A Gospel Not of Human Origin

Feast of the Conversion of St. Paul

Who are you, Lord? I am Jesus whom you are persecuting; you harm only yourself by kicking against the goad.

Liturgy of the Hours, Conversion of Paul, Apostle, Office of Readings, Antiphon 1 from Acts 26:14

Scales fell from the eyes of Saul’s heart as scales filled the eyes of his body. The Light spoke and revealed his name, Jesus. The illustrious and learned Pharisee Saul was no better than a dumb ox struggling against the hand that feeds him. A goad is a long stick with a pointed end used to guide livestock. The obedient and docile follow along peacefully, while the rebellious and discontent “kick against the goad” and jab their flesh against the point. 

Saul thought he was doing God a favor by purging Judaism of heresy and blasphemy. His encounter with the risen Lord on the road to Damascus was a splash of cold water on a face fuming with righteous indignation. His whole world was suddenly transformed. 

Jesus was supposedly dead and buried. Saul never laid a hand on the infamous Messianic pretender, but only on his wayward disciples. Yet the voice spoke loud and clear, “I am Jesus.” The crucified one was no longer simply here or there, a local Christ, but everywhere and in each of his followers!

During his whirlwind conversion, the blinded Saul was baptized by Ananias, recovered his sight, and began to preach to the Jews that Jesus was indeed the Messiah. He found himself caught in a no man’s land: feared and suspected by followers of the Way, and persecuted by the Jews as a turncoat. 

Paul (Saul’s alternate name, see Acts 13:9) says that he spent three years in Arabia before returning to Damascus and meeting Peter in Jerusalem (Galatians 1:17-18). The divine silence in the desert must have prepared Paul for his powerful public ministry. He begins his letter to the Galatians thus:

Paul, an apostle not from human beings nor through a human being but through Jesus Christ and God the Father who raised him from the dead…

Galatians 1:1

The mediator of a new covenant, the eternal high priest Jesus Christ, chose Paul directly from the heavens. “I did not immediately consult flesh and blood,” Paul says (Galatians 1:16).

Now I want you to know, brothers, that the gospel preached by me is not of human origin. For I did not receive it from a human being, nor was I taught it, but it came through a revelation of Jesus Christ.

Galatians 1:11-12

The Lord confirmed his choice through his Body, the Church, by baptism and the laying on of hands. The Paul who stoned Stephen stoned Christ, but both forgave him and welcomed him into their eternal communion of love.

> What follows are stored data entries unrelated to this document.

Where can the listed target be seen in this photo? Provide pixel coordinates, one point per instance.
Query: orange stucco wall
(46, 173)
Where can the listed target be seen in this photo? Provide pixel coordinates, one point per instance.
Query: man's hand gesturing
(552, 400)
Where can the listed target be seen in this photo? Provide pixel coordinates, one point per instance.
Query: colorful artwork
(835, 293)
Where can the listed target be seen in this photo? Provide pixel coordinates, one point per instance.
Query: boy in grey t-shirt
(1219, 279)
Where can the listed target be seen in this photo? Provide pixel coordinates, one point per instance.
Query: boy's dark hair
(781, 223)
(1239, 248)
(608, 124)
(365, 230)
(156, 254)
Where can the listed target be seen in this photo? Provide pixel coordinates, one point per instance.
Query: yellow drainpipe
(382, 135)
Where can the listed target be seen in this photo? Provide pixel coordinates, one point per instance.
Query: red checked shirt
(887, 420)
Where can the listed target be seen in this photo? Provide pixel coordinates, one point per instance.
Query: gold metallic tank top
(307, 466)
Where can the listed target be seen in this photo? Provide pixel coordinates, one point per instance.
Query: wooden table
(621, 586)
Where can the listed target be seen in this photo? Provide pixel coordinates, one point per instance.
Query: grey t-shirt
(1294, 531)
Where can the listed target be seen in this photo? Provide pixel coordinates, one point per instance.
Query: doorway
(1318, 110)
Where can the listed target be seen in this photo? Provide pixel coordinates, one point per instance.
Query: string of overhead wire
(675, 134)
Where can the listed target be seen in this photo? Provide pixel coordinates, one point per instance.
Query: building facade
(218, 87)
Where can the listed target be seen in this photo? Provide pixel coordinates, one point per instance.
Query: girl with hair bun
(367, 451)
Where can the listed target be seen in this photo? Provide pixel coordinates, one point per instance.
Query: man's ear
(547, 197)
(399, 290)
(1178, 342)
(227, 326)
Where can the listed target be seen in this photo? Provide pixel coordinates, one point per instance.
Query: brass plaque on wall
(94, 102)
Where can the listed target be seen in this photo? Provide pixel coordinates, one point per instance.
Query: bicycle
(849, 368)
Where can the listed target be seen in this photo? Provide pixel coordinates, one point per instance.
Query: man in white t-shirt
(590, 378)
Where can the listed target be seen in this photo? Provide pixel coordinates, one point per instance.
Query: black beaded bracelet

As a body is one though it has many parts, and all the parts of the body, though many, are one body, so also Christ… If [one] part suffers, all the parts suffer with it; if one part is honored, all the parts share its joy.

1 Corinthians 12:12, 26

-GMC

3 thoughts on “A Gospel Not of Human Origin

  1. fdan

    Dear GMC, thank you for your reflection. Saint Paul needed the help and guidance of others to heal and become what he is. Just like us.